Suriye konusunda yalnız kaldık
Konuşmasında Türkiye'nin Suriye politikasına da değinen Kılıçdaroğlu, Suriye'de gelişen olayların Türkiye'nin saygınlığına gölge düşürdüğünü belirtti. Suriye politikasında yalnız kaldıklarını kaydeden Kılıçdaroğlu, "Geçen gün sayın Başbakanın bir açıklaması oldu. şöyle diyor sayın Erdoğan: "Şu ana kadar uluslararası camia malesef Suriye konusuna kendisinden beklenen tepkiyi koydu diyemeyiz. Bu kenarda kıyıda kalmış iki üç ülkenin sırtına kaldı." Başbakanın kenarda kıyıda kalmış dediği ülke Türkiye, Suudi Arabistan ve Katar. Suriye politikası konusunda nasıl yalnızlaştırıldığımızı kendisi itiraf ediyor. Neden Suriye ile çatışma noktasına geldik. Suriye'de demokrasi yok. Dön kendi ülkene bak. Senin ülkende demokrasi var mı?" diye konuştu.

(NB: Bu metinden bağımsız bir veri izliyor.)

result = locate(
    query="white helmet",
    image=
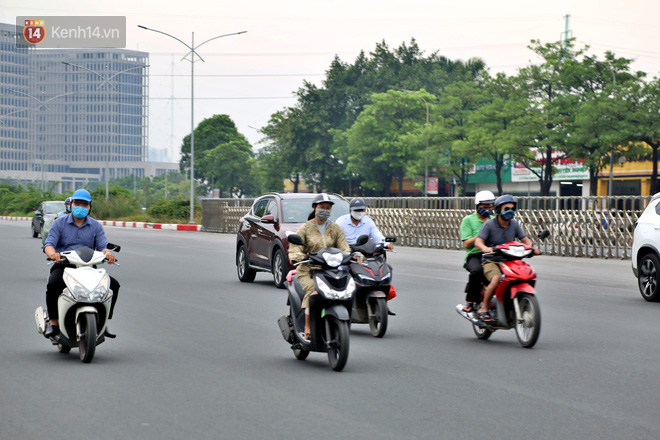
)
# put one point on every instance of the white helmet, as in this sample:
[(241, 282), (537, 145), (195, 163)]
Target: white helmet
[(484, 198)]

'Eğitim dilinin kürtçe olmasını doğru bulmuyoruz'
Toplantıda bir işadamının "Türkiye Cumhuriyeti vatandaşlığı konusunda ve kürtçe eğitim konusunda ne düşünüyorsunuz?" şeklindeki sorusuna CHP lideri Kılıçdaroğlu, "Anadil yasağı vardı bir dönem. Anadilde yasağın kaldırılması için ilk yasa teklifini veren CHP'dir. Herkes dilini özgürce konuşabilmeli, öğrenebilmeli, yazabilmeli. Anadil eğitimi konusunda biz devletin katkı yapmasını arzu ediyoruz. Ancak eğitim dilinin kürtçe olmasını doğru bulmuyoruz. Bizim yaptığımız yurttaşlık tanımı etnik kimlikten arındırılmış bir tanım. Bu teklifimizi yaptık. Dil, din, cins, ırk, ayrımı gözetilmeksizin yasalarla Türkiye Cumhuriyeti'ne tabi olan herkes Türkiye Cumhuriyeti Vatandaşı sayılır diye bir tanım yaptık. Bu bizim görüşümüz. Bu görüş düzenlemeler sırasında ne kadar kabul görür onu bilmiyoruz. Biz anayasanın ilk dört maddesini değiştirilmesine karşıyız" şeklinde yanıt verdi.